Imported apples are likely to be expensive in southern States following the recent port-wise restriction imposed by the Director General of Foreign Trade. 

DGFT in a circular dated September 14 has allowed only Nhava Sheva Port in Maharashtra to import apples into the country purportedly to protect the interest of domestic producers.

According to traders, the restriction has put fruit importers especially in a fix, as they fear a price rise following the move. The decision, they said, would lead to a hike in transporting cost as the logistics rates would be much higher for moving these commodities from Nhava Sheva to various parts of the country. 

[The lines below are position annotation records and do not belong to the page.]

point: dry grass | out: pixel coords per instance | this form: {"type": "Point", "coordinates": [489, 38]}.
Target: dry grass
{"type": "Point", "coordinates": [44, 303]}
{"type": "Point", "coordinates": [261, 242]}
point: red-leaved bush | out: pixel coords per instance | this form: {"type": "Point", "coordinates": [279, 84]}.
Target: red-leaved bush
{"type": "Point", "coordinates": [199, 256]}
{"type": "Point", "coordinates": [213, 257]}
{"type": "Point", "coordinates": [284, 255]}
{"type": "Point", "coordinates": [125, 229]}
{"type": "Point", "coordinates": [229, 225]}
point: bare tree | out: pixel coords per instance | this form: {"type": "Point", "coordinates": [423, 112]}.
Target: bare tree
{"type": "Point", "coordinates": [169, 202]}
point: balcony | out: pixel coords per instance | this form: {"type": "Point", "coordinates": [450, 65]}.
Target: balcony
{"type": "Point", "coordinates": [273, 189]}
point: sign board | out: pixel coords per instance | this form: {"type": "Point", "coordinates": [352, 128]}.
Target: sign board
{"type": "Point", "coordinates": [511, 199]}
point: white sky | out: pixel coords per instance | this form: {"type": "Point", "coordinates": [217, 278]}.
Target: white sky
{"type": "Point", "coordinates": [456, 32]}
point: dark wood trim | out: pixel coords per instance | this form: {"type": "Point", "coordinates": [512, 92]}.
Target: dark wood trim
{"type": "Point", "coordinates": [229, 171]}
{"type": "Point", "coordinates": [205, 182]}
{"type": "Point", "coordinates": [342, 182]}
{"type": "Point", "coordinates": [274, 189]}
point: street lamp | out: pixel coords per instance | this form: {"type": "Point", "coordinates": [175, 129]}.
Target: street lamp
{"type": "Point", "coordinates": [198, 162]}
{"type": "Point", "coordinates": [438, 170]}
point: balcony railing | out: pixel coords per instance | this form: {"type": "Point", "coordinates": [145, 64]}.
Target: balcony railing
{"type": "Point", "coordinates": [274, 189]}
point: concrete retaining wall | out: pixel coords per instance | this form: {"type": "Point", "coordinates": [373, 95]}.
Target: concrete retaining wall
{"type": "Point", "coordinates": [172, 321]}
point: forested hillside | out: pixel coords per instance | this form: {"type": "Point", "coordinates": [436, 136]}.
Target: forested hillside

Kerala being a tourist destination requires higher quantities of superior grade apples for foreign tourists visiting the State. It is pointed out that the major share of this requirement is now being met through imports. The import of apples happens around the year whereas domestic produce is only seasonal. This in itself makes domestic apples more expensive in the State. Even though India has had good production this year, it was limited to the hilly states.

The Cochin Port Trust had alone handled nearly 13,735 tonnes of imports last year mostly from the US and Australia, they pointed out.

The Cochin Chamber of Commerce and Industry has taken up the matter with Commerce Ministry to convince the DGFT for making amendments in the order by allowing apple imports through all the major ports. This will create a level playing field for all ports vis-à-vis apple imports, C.S.Kartha, the Chamber President said.  

“When we already have better quality imported apples at affordable prices, we feel that this could disturb the prevailing competitive market in Kerala”, he said.

The Chamber also requested the Government to look into the possibilities of improving apple exports rather than focussing on the retail market considering the record production this year.